Write a story, letting one sentence lead to another. Really, try it. Don’t plan in advance, if possible. See what happens.
Have fun. No stress. It’s just an exercise! There’s no such thing as failure around here.
(Yes, yes, this “story start” is similar to one we used recently: “You may not believe this, but…” But… it’s different! Try it and see.)
400 words max.


I want to remind everyone that I am in NO WAY asking you to reveal a REAL secret about yourself! Make something up! Have fun with it! Write a little FICTIONAL piece! And to all who read these pieces as they are posted: remember they are all fiction!

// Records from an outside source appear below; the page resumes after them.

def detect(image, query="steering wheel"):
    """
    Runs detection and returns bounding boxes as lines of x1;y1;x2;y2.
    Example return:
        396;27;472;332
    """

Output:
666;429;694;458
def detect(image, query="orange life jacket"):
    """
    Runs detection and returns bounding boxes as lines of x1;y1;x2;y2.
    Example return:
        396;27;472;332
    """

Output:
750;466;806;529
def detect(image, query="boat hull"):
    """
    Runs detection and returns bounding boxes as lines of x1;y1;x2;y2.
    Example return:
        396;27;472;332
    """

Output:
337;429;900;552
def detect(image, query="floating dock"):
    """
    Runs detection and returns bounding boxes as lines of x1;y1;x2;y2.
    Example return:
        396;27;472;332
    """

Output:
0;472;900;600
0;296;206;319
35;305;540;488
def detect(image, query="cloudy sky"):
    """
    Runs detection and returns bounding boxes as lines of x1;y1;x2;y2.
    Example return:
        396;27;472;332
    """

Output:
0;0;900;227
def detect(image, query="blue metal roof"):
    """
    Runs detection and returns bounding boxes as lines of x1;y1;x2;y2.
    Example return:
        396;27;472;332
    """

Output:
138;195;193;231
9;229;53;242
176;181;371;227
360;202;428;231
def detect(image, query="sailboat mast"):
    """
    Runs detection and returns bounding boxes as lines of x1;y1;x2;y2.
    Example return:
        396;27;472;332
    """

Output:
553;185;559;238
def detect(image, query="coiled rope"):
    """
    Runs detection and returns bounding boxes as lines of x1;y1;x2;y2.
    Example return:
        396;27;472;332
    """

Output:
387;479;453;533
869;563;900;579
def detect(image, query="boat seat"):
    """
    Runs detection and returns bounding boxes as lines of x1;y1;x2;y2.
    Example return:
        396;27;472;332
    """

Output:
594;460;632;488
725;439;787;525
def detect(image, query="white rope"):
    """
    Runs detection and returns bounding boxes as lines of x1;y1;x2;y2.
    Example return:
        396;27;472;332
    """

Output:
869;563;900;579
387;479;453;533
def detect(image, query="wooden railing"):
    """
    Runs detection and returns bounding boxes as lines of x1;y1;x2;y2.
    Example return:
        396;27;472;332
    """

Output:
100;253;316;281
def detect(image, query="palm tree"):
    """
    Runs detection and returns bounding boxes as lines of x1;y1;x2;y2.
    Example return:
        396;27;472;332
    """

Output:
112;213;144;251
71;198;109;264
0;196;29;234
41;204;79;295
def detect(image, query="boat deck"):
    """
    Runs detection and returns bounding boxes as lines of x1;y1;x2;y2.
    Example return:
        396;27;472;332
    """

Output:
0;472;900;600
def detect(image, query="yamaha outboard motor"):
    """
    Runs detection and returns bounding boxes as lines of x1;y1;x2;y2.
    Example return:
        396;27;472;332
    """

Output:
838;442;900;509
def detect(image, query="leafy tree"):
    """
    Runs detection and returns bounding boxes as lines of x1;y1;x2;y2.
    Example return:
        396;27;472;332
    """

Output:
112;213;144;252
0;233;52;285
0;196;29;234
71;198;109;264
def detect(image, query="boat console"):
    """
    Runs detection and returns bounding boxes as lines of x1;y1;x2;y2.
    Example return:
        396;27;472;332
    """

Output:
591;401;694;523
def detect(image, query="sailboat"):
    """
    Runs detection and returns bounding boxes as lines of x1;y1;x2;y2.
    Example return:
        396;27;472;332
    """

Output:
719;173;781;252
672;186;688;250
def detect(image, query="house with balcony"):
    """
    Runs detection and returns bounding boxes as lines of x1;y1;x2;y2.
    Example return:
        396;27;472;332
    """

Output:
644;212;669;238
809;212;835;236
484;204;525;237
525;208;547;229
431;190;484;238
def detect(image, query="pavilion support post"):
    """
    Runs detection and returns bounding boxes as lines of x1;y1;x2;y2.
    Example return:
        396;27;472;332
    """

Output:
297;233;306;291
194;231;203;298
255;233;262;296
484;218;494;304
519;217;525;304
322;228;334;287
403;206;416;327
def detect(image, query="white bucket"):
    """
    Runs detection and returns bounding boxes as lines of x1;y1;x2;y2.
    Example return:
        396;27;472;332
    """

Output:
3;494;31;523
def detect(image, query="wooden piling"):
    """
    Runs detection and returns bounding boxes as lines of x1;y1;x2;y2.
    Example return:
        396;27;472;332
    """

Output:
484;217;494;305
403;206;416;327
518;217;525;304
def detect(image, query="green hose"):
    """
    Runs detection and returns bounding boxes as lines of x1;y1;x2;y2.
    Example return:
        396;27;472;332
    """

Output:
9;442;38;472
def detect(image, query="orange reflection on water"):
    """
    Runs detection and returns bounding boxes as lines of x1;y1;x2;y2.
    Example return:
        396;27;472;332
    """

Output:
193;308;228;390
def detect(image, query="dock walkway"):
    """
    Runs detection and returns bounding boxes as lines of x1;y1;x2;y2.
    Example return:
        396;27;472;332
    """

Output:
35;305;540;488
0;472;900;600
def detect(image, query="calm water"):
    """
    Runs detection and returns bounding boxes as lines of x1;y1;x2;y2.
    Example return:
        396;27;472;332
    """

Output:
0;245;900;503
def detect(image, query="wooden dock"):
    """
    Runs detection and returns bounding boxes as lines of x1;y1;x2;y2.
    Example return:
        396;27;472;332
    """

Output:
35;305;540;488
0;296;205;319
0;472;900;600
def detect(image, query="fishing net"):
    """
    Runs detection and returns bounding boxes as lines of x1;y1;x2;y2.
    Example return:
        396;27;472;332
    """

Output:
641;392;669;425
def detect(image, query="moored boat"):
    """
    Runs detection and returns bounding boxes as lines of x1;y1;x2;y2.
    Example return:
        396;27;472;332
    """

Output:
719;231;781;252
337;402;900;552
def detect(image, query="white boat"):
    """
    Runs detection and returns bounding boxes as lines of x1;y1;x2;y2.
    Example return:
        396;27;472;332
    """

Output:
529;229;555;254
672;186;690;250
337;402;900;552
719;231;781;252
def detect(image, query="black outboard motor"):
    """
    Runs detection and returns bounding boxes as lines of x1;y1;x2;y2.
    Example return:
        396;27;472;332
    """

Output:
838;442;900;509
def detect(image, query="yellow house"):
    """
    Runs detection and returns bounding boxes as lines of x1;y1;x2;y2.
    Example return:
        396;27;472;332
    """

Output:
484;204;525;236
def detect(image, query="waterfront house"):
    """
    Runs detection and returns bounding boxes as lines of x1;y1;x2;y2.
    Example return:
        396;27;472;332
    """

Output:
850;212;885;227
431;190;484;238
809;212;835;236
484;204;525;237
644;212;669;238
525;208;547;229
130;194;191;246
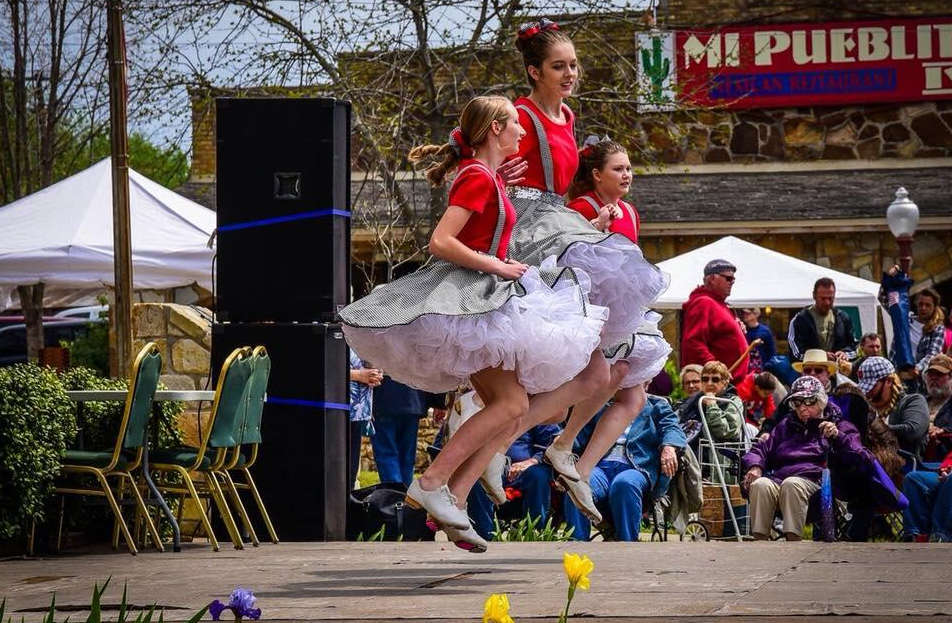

I had fun with this one. But coming up with the "big secret" was hard for me! Also, letting one sentence lead to the next--well, eventually you've got to edit and shape your draft into a story, which I haven't quite done here. But hey, it's just an exercise! Here's what I ended up writing this morning:
I never told this to anyone but perhaps I should. I’ve thought about telling my therapist, but we’ve got a good relationship going and I don’t want her thinking that I’ve been lying this whole time. I haven’t been. Well, I suppose it depends on your definition of lying. If lying includes leaving out certain details, then yes, I am a liar. But I’ve never out and out said untrue things. She’s not a very good therapist anyway. I swear there have been days when she has fallen asleep while I’m talking to her. Her eyes, they actually shut. Closed. I take it as a message that she’s tired of hearing the same-old, same-old. But I haven’t got anything new to tell her, unless I tell her the thing I do not want to tell her. She likes me. I know she does. And if I tell her what I don’t want to tell her, she won’t like me anymore. Or she’ll be afraid of me. Sometimes I test her to see what she remembers of what I’ve already told her, because over the years I’ve given her pieces, bit by bit, and if she was really paying attention and not falling asleep so much, I think by now she’d be able to put two and two together. But because she likes me—I’ve made sure she likes me—she doesn’t go there. She just sits across from me with those big round eyes, nodding, and every once in a while saying something like, “I know you’re a good mother,” or “I know you’re a kind person.” Things like that that show how little she knows me though I sit here week after week, giving her hints as to who I really am. Sigh. I’ll give her a little bit longer. I mean, I’ve put so much into this already, worked so hard, laid down the cards in such an obvious fashion, told her in my own way exactly who I am. Is it my fault she doesn’t see it?